Not That Kind of ‘Open’

Link to: https://fedipact.online/

Daring Fireball

@daringfireball Openness isn’t merely a protocol thing. It’s a delicate power balance.

When an entity larger than all other combined joins, it may become "too big to fail" and start dictating terms.

Gmail unilaterally dictates who can use SMTP. GitHub became the center of decentralised git. Systems tend to centralise.

@kornel @daringfireball Yes, and the way to fight with GMail isn’t to “block” gmail from other email services. That hurts the other email services, not Gmail.

Meta’s threads doesn’t *need* ActivityPub. It has Instagram’s far larger network. Blocking them from your mastodon instance only hurts you, not them. It resigns Mastodon to forever being that weird niche rather than part of the mainstream.

Integrate and use it to make yourself mainstream!

@nmn @kornel @daringfireball Meta needs AP because the whole point of it is busting the protocol after taking on Twitter and BlueSky.

@oblomov @kornel @daringfireball Let’s say that’s true. It’s plausible that Meta wants to do the whole “embrace, extend, extinguish” thing.

Defederating them early won’t fix anything. Meta has a huge user base. Threads doesn’t need AP to “bootstrap” content.

It will either steal users from Mastodon, or it won’t. De-federating will incentive more users to switch away from Mastodon. Integrating will let them stay because of the integration.

@oblomov @kornel @daringfireball On the other hand. Meta could bring a HUGE amount of awareness about AP and Mastodon and it could lead to a large number of people joining, if only to check things out.

Some users might even like the experience on Mastodon better. Ivory, Mona, Ice Cubes, Elk are all great apps which are likely much nicer to use than whatever Threads will be.

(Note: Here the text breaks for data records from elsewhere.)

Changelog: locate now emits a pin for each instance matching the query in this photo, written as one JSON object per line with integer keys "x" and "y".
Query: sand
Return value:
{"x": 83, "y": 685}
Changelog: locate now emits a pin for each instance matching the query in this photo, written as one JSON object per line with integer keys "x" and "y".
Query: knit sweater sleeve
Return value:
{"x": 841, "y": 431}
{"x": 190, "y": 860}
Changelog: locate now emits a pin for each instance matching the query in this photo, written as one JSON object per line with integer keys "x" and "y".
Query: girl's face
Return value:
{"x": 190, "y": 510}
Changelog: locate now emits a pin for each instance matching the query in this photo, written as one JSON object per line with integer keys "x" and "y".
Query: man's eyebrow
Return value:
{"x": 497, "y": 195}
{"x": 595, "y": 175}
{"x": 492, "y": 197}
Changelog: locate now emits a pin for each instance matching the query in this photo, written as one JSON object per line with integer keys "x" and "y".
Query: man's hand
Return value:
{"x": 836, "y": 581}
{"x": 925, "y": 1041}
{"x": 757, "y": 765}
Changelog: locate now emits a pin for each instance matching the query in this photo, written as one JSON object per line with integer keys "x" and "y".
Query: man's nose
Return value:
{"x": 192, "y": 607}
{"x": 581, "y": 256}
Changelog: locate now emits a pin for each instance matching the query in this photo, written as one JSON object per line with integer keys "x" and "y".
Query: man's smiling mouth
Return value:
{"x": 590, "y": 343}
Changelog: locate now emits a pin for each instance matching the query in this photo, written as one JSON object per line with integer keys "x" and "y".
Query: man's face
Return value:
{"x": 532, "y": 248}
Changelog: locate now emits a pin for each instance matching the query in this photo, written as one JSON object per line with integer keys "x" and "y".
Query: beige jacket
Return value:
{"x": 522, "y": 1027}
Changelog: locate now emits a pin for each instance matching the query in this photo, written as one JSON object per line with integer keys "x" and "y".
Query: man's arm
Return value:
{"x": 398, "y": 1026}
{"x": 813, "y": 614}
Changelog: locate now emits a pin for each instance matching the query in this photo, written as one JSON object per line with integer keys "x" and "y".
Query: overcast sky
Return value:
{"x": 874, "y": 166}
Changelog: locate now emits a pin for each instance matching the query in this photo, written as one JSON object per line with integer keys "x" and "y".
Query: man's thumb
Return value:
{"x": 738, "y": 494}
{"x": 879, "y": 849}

Integration will mean they’ll still be able to connect with their friends

@nmn @kornel @daringfireball that's the same rhetoric that was used to welcome Facebook and Google federating their instant messaging platforms with XMPP. And we know how that ended. Are you looking for the same thing happening to ActivityPub?

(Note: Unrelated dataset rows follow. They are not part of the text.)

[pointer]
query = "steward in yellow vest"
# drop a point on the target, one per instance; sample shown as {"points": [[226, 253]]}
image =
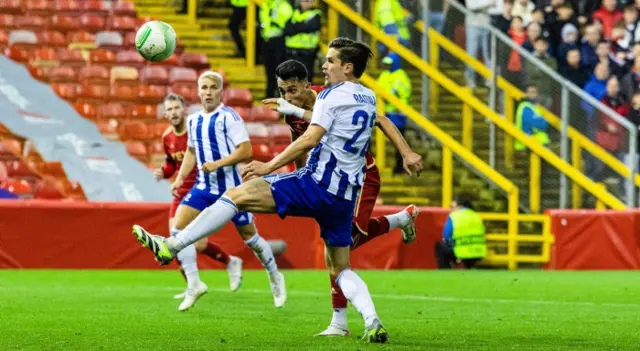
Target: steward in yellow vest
{"points": [[302, 35], [463, 237]]}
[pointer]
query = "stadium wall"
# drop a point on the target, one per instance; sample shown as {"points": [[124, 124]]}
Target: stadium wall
{"points": [[97, 235]]}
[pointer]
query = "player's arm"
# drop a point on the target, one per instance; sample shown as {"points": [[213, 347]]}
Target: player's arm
{"points": [[410, 158], [242, 153]]}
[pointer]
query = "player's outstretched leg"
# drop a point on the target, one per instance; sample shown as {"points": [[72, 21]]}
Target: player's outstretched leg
{"points": [[338, 325]]}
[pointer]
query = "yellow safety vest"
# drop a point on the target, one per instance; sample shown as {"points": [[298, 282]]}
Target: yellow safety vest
{"points": [[542, 137], [468, 234], [390, 12], [274, 14], [398, 80], [239, 3], [305, 41]]}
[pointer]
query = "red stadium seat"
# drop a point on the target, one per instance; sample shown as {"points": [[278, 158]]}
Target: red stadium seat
{"points": [[87, 111], [81, 37], [93, 93], [124, 8], [52, 39], [154, 75], [93, 75], [124, 93], [63, 23], [67, 7], [11, 6], [262, 152], [137, 149], [67, 91], [264, 114], [122, 24], [143, 112], [237, 97], [19, 187], [112, 111], [102, 57], [91, 23], [61, 75], [71, 57], [152, 94], [194, 60]]}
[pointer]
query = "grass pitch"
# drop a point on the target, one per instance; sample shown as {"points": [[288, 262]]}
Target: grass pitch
{"points": [[423, 310]]}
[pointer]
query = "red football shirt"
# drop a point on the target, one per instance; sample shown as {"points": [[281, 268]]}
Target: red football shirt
{"points": [[175, 146], [299, 125]]}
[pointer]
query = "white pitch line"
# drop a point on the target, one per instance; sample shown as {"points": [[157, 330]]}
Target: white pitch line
{"points": [[441, 298]]}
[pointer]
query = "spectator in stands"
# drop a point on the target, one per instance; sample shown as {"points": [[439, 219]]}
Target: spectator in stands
{"points": [[588, 48], [630, 83], [477, 34], [463, 244], [503, 20], [529, 119], [514, 66], [523, 9], [569, 42], [573, 71], [608, 15], [537, 77]]}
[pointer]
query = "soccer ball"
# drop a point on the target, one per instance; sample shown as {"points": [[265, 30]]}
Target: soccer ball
{"points": [[156, 41]]}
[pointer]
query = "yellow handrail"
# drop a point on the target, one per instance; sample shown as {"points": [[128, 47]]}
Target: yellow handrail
{"points": [[576, 176]]}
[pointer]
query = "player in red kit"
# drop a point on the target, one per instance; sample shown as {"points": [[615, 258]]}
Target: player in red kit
{"points": [[175, 145], [298, 98]]}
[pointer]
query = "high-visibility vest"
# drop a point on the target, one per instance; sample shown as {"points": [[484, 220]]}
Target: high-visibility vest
{"points": [[239, 3], [305, 41], [398, 80], [390, 12], [541, 136], [274, 14], [468, 234]]}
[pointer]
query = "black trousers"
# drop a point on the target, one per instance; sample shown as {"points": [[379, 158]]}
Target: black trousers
{"points": [[237, 17], [307, 57], [274, 54], [447, 259]]}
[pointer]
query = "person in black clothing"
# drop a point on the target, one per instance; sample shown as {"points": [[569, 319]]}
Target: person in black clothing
{"points": [[573, 71]]}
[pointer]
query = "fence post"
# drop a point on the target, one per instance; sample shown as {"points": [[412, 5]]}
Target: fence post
{"points": [[564, 144]]}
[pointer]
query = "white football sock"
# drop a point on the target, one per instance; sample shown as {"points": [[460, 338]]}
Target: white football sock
{"points": [[356, 291], [263, 252], [189, 263], [339, 317], [398, 220], [209, 221]]}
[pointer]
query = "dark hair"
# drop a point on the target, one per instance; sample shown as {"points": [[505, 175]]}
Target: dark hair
{"points": [[353, 52], [174, 97], [291, 69]]}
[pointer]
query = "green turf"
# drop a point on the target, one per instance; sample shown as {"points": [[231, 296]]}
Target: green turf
{"points": [[423, 310]]}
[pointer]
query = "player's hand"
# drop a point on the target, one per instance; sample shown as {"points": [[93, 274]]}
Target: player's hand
{"points": [[158, 174], [209, 167], [412, 160], [255, 169], [284, 107], [176, 185]]}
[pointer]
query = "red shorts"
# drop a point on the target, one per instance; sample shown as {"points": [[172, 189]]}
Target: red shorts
{"points": [[367, 200], [182, 192]]}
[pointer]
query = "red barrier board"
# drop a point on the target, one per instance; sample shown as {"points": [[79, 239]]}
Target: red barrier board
{"points": [[93, 235], [595, 240]]}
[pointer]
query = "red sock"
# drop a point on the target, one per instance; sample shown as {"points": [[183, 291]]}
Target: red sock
{"points": [[337, 297], [215, 252], [377, 226]]}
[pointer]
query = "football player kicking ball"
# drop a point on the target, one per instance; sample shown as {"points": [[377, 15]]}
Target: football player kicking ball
{"points": [[217, 141], [175, 141], [299, 98], [326, 189]]}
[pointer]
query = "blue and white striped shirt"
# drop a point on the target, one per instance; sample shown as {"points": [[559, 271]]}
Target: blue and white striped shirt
{"points": [[214, 136]]}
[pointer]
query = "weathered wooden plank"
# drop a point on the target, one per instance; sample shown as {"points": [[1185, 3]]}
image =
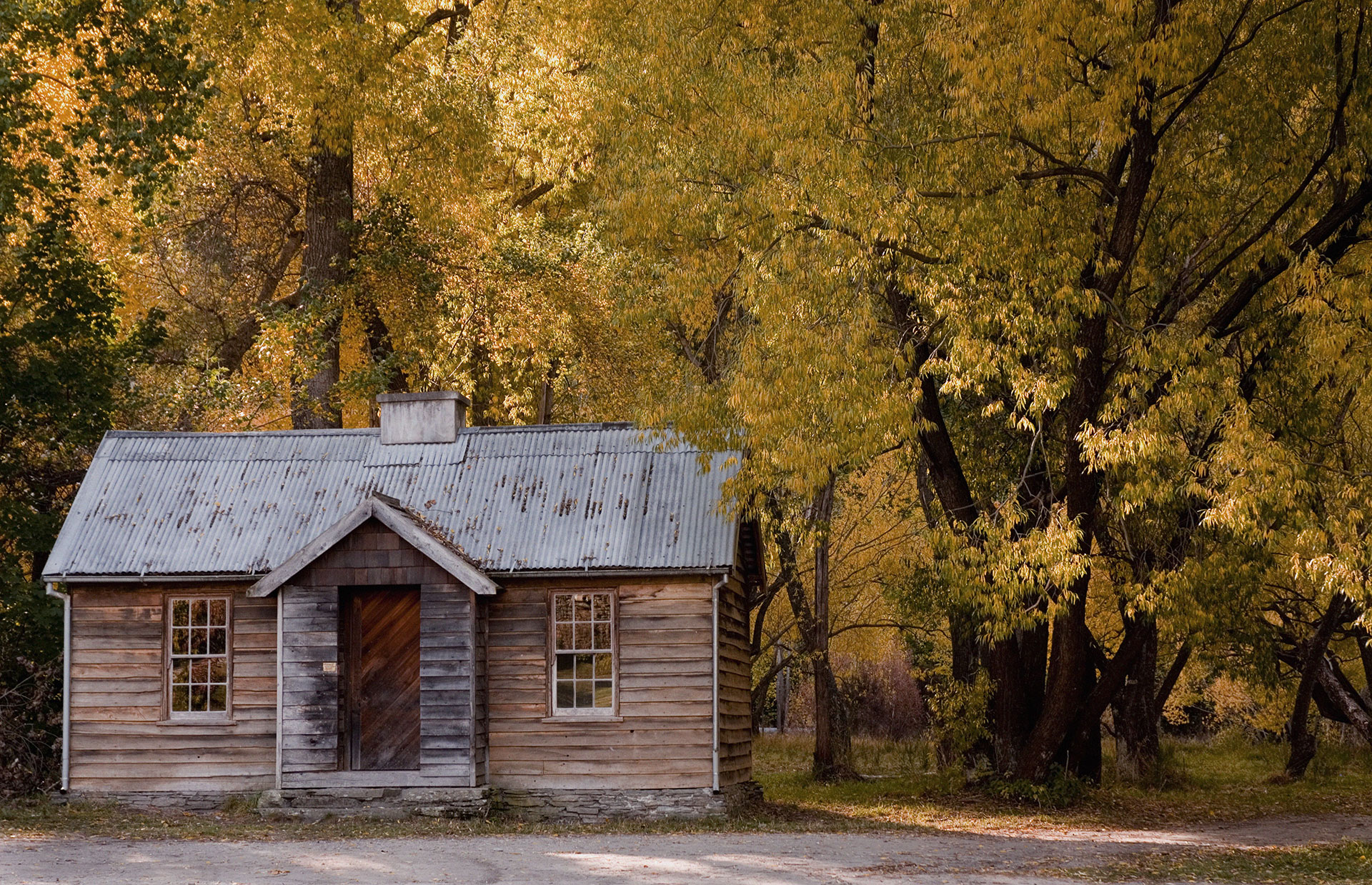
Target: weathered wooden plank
{"points": [[580, 752], [227, 784], [540, 780]]}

@oblomov @kornel @daringfireball Mobile killed xmpp not Google or Facebook.

If anything Gmail and Facebook kelp Xmpp alive a few extra years.

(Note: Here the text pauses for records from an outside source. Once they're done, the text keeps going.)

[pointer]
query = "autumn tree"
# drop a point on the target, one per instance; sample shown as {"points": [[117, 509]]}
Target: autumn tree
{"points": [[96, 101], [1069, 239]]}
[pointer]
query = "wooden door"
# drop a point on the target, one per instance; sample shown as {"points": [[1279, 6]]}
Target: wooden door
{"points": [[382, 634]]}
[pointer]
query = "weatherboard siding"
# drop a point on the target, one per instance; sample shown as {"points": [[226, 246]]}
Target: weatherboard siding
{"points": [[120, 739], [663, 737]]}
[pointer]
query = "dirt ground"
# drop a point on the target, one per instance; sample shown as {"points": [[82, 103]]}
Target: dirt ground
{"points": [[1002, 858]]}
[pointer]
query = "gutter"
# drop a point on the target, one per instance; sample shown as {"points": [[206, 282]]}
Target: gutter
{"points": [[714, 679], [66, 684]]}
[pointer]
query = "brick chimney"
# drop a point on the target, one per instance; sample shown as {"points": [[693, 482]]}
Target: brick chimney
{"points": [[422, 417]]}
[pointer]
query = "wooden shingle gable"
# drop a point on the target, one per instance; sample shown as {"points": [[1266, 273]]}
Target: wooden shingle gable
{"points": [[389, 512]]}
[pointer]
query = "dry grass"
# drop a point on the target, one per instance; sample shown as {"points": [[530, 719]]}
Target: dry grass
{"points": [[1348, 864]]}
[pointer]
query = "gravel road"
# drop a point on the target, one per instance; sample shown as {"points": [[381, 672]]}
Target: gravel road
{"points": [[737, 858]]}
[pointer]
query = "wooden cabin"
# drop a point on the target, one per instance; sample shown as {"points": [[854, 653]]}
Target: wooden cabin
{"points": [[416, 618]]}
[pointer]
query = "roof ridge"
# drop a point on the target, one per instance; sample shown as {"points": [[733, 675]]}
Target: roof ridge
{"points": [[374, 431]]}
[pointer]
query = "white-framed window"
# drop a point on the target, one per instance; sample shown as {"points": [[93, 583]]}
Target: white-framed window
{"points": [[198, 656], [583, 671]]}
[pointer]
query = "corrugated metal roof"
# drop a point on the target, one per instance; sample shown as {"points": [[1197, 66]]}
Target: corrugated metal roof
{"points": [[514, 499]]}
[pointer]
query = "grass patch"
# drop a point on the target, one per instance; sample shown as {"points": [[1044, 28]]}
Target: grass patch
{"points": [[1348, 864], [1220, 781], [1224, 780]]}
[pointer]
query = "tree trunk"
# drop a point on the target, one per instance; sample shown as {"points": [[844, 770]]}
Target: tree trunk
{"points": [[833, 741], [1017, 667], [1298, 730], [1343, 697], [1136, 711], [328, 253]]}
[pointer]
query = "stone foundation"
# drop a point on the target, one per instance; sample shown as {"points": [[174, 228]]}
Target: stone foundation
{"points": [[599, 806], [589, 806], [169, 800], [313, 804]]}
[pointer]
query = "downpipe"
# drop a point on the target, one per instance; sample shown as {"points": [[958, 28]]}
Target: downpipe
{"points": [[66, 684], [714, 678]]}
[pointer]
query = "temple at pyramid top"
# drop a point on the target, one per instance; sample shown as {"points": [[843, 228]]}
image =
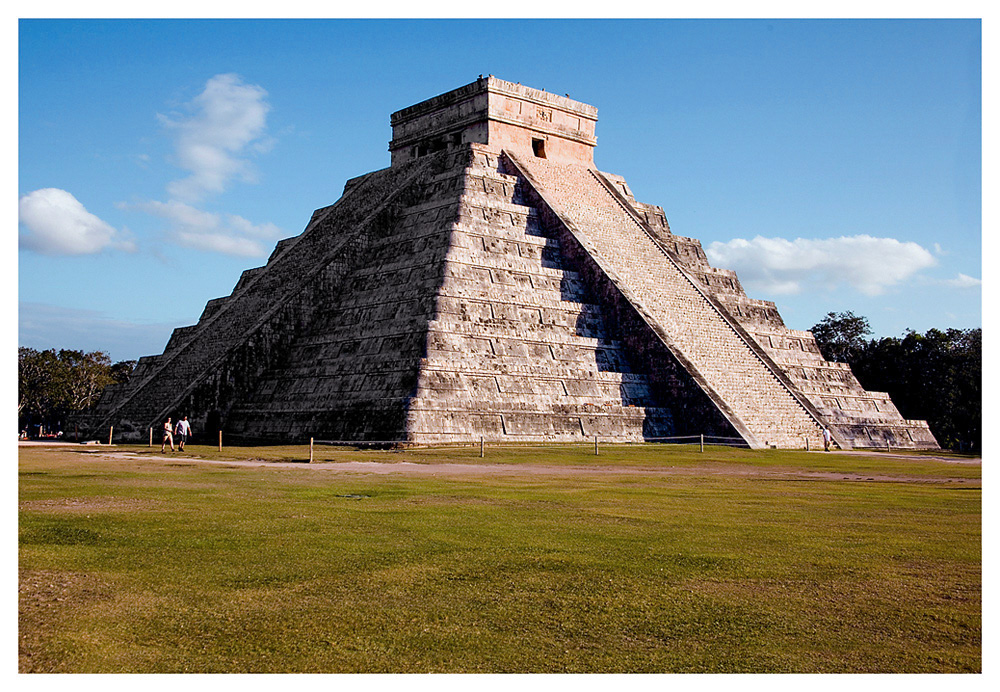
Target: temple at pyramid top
{"points": [[501, 114], [493, 284]]}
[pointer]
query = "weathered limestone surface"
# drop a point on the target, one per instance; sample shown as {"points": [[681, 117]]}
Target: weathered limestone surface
{"points": [[493, 283]]}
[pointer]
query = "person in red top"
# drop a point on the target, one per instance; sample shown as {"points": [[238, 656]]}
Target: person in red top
{"points": [[168, 436]]}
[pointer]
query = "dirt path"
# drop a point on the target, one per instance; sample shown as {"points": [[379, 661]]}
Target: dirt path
{"points": [[410, 469]]}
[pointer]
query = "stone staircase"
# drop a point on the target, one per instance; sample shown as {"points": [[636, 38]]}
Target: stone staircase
{"points": [[751, 390]]}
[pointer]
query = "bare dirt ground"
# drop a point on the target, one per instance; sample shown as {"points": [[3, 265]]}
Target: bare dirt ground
{"points": [[410, 469]]}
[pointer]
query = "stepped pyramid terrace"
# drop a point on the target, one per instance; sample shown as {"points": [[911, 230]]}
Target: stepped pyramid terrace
{"points": [[493, 283]]}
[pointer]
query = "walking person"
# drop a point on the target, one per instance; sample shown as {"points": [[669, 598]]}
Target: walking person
{"points": [[183, 430], [168, 436]]}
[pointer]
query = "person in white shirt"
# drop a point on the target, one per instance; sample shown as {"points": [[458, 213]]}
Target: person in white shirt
{"points": [[182, 432]]}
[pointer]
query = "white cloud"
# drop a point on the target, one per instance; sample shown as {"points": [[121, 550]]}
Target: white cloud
{"points": [[43, 326], [964, 281], [202, 230], [780, 266], [227, 119], [58, 224]]}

@nmn @oblomov @kornel @daringfireball I use xmpp on daily bases for chat and video calls. No issues on mobile. Google and Facebook defederating after stilling most of users is what pushed xmpp to back. Later even the rest of protocols that could be used with xmpp thru bridges. Both companies used xmpp and openness to bootstrap their user base.
@potato_lisper @oblomov @kornel @daringfireball My point was not about the technical feasibility of XMPP on mobile. My point was that the new set of mobile chat apps like WhatsApp and iMessage are what killed XMPP, not Gmail and Facebook. They were late to the mobile messaging party.

@nmn @potato_lisper @kornel @daringfireball

Is this some kind of joke? Google and Facebook (the company, aka Meta now) killed XMPP by refusing to adopt the extensions that would have allowed its usage on mobile while keeping the federation, and you think *that* didn't kill the protocol?

@nmn @potato_lisper @kornel @daringfireball

I mean, you literally just said «they didn't kill the protocol, they killed the protocol».